Relaxe d’Éric Z : cassation pour défaut de motivation

Publié le 05/09/2023

Relaxe d’Éric Z : cassation pour défaut de motivation

L’article 24 bis de la loi du 29 juillet 1881 sur la liberté de la presse réprime la contestation de l’existence d’un ou plusieurs crimes contre l’humanité tels qu’ils sont définis par l’article 6 du statut du tribunal militaire international annexé à l’accord de Londres du 8 août 1945 et qui ont été commis soit par les membres d’une organisation déclarée criminelle en application de l’article 9 dudit statut, soit par une personne reconnue coupable de tels crimes par une juridiction française ou internationale.

Il appartient aux juges du fond, saisis d’une infraction prévue par ce texte, d’apprécier le sens et la portée des propos litigieux, au besoin, au vu des éléments extrinsèques à ceux-ci invoqués par les parties.

Il revient à la Cour de cassation de contrôler cette appréciation du sens et de la portée desdits propos et de vérifier que l’analyse des éléments extrinsèques, que les juges du fond apprécient souverainement, est exempte d’insuffisance comme de contradiction.

Ne justifie pas sa décision la cour d’appel qui, pour relaxer l’intéressé et débouter les parties civiles de leurs demandes, énonce que les propos reprochés au prévenu ont été tenus à la suite d’une brusque interpellation, au cours de laquelle il lui a été reproché d’avoir affirmé, dans une autre émission, que « Pétain avait sauvé les juifs », les juges relevant que, dans cet échange, seul l’intervenant a fait usage du déterminant « les », le prévenu ayant uniquement précisé « français ».
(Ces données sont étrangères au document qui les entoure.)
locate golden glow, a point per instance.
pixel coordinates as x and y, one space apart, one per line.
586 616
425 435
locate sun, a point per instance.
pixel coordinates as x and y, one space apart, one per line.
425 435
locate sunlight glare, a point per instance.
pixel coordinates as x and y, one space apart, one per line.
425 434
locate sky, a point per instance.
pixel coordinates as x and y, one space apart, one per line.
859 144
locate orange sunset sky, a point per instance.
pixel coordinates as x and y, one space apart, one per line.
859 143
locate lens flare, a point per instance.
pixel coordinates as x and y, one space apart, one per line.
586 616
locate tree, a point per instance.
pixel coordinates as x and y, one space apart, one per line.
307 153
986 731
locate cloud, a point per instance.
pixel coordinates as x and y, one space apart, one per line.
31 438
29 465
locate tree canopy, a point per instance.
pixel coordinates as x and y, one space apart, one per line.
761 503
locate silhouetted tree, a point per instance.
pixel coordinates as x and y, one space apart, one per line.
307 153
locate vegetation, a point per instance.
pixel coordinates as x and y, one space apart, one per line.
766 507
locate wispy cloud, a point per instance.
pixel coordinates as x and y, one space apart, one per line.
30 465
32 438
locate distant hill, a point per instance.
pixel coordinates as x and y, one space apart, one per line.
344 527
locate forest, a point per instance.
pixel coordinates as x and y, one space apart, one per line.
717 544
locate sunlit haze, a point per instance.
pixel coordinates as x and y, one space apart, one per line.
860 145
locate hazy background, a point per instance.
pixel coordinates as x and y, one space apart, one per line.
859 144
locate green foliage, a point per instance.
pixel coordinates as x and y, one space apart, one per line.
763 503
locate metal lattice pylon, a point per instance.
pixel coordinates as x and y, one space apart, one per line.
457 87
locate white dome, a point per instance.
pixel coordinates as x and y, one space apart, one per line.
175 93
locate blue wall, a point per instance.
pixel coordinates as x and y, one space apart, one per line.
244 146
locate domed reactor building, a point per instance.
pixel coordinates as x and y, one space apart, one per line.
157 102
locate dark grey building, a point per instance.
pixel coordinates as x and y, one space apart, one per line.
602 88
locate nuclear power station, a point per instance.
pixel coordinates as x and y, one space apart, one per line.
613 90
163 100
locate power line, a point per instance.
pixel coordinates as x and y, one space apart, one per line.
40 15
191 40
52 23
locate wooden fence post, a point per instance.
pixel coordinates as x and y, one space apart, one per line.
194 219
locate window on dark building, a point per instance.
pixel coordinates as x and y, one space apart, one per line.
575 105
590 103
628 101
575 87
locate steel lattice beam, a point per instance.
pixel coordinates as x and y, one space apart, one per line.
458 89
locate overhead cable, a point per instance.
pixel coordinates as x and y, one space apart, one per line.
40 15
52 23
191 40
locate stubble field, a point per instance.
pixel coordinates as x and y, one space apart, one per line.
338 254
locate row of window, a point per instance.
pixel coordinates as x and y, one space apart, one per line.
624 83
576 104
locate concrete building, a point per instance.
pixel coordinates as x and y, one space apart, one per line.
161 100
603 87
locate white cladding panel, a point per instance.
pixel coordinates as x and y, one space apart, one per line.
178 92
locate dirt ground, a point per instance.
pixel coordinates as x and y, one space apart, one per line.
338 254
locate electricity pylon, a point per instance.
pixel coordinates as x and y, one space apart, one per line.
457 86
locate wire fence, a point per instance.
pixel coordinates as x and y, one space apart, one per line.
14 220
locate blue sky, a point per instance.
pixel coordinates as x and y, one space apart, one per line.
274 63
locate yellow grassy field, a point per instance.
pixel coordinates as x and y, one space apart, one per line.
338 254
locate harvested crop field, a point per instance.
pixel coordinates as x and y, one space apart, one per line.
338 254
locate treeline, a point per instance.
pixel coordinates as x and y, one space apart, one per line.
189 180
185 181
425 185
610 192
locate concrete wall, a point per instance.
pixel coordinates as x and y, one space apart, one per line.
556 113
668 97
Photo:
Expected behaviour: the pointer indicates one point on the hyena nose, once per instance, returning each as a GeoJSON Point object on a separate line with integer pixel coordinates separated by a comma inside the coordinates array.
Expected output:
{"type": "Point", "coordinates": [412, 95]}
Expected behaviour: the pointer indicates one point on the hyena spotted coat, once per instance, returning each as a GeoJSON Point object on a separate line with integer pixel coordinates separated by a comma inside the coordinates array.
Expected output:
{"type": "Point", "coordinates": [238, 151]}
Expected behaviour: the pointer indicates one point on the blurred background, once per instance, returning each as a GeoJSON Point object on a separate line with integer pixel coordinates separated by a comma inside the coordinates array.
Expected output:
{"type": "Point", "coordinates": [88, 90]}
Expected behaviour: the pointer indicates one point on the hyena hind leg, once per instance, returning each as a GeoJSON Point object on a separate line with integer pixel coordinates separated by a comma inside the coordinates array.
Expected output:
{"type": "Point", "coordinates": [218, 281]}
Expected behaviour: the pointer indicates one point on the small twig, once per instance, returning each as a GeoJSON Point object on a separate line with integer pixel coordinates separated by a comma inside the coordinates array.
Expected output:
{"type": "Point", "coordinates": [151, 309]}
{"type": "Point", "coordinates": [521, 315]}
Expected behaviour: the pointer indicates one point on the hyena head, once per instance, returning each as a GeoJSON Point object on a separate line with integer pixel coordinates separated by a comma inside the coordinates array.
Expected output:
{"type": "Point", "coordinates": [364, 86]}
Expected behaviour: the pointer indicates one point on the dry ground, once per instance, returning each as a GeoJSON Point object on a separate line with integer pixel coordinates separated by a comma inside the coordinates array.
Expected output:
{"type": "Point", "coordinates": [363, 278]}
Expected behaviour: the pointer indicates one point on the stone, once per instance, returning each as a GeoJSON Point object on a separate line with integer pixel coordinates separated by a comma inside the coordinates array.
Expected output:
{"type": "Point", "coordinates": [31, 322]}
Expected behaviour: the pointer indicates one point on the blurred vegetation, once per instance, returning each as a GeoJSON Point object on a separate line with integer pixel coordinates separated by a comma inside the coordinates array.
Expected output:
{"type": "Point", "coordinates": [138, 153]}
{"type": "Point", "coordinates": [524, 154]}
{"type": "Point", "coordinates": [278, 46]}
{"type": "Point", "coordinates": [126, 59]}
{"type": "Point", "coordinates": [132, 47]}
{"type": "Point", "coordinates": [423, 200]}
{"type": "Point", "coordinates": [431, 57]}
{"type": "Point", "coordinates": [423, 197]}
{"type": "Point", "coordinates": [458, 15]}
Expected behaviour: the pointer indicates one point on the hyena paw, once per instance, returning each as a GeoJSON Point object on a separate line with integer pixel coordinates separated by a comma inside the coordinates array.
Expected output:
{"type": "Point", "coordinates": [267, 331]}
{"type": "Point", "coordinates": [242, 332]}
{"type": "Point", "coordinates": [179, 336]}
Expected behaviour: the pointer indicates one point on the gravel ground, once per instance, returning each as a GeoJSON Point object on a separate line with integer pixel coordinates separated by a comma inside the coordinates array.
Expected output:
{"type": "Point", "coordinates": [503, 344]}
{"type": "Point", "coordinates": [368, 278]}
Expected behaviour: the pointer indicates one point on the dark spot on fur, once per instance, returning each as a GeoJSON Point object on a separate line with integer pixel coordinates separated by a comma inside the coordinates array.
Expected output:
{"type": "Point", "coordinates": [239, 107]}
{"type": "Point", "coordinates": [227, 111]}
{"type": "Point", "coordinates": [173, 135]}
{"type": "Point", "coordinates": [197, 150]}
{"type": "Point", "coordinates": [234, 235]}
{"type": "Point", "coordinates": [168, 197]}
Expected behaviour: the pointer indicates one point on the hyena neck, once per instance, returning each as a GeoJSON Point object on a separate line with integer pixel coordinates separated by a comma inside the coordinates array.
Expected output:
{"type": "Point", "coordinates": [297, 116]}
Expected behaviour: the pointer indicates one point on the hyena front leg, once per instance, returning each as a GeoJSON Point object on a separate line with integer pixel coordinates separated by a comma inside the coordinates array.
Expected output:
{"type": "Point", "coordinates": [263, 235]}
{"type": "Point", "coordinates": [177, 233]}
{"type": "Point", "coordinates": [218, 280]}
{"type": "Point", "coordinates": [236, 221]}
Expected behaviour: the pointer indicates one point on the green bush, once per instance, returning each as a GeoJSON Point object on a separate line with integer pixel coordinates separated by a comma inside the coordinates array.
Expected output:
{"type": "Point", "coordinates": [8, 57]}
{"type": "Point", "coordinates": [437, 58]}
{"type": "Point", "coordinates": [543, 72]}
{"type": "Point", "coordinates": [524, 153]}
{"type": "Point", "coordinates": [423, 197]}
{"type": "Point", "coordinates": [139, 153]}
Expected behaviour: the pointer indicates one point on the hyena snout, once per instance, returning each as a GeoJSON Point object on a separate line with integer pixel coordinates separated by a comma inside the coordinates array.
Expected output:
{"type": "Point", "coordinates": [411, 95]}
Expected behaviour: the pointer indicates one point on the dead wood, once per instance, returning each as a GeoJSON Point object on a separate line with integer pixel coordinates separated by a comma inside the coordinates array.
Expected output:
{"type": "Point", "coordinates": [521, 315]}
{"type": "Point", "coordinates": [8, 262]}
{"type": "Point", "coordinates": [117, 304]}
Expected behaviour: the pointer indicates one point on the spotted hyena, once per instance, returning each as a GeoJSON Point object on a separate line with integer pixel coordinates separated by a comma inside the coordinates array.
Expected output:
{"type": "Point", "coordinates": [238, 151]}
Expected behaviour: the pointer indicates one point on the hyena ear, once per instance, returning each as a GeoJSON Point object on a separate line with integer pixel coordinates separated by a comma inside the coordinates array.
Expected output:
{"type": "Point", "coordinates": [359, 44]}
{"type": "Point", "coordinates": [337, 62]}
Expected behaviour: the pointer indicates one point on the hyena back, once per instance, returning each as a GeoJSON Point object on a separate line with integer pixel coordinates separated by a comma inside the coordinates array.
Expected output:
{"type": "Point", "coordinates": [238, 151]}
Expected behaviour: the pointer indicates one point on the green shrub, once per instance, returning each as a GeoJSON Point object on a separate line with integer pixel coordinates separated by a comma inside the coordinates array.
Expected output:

Les juges ajoutent qu’il était fait référence à une opinion défendue par le prévenu, tant dans son livre « Le Suicide français » qu’à l’occasion d’émissions télévisées, selon laquelle, si la déportation a moins touché les juifs de nationalité française que les juifs étrangers résidant en France, c’était le fait d’une action de Philippe Pétain en leur faveur et en déduisent que, si ces propos peuvent heurter les familles de déportés, ils n’ont pas pour objet de contester ou minorer, fût-ce de façon marginale, le nombre des victimes de la déportation ou la politique d’extermination dans les camps de concentration.

Les juges retiennent encore que, si la Haute Cour de justice a reconnu Philippe Pétain coupable « d’attentat contre la sûreté intérieure de l’État et d’avoir entretenu des intelligences avec l’ennemi en vue de favoriser ses entreprises en corrélation avec les siennes », l’intéressé n’a pas été poursuivi pour un ou plusieurs crimes contre l’humanité tels qu’ils sont définis à l’article 6 du statut précité.

En effet, en premier lieu, il est indifférent que Philippe Pétain n’ait pas été condamné pour un ou plusieurs crimes tels qu’ils sont définis par ce dernier texte puisque la Cour de cassation juge que l’article 24 bis précité n’exige pas que les crimes contre l’humanité contestés aient été exclusivement commis soit par les membres d’une organisation déclarée criminelle en application de l’article 9 du statut dudit tribunal, soit par une personne reconnue coupable de tels crimes par une juridiction française ou internationale, mais qu’il suffit que les personnes ainsi désignées les aient décidés ou organisés, peu important que leur exécution matérielle ait été, partiellement ou complètement, le fait de tiers (Cass. crim., 24 mars 2020, n° 19-80783).

En deuxième lieu, les juges n’ont pas procédé à l’analyse exhaustive des propos poursuivis. En effet, alors qu’à la fin de l’échange, son interlocuteur affirmait « ou avait sauvé les juifs français, c’est une monstruosité, c’est du révisionnisme », le prévenu a répliqué « c’est encore une fois le réel », reprenant ainsi à son compte les propos qui venaient de lui être prêtés selon lesquels Philippe Pétain avait « sauvé les juifs français ».

Enfin, procédant à l’analyse du contexte dans lequel les propos ont été tenus, ils ne pouvaient, sans mieux s’expliquer, retenir, au terme de leur examen des éléments extrinsèques invoqués en défense, en quoi cette affirmation devait être comprise comme se référant à des propos plus mesurés que le prévenu aurait exprimés antérieurement.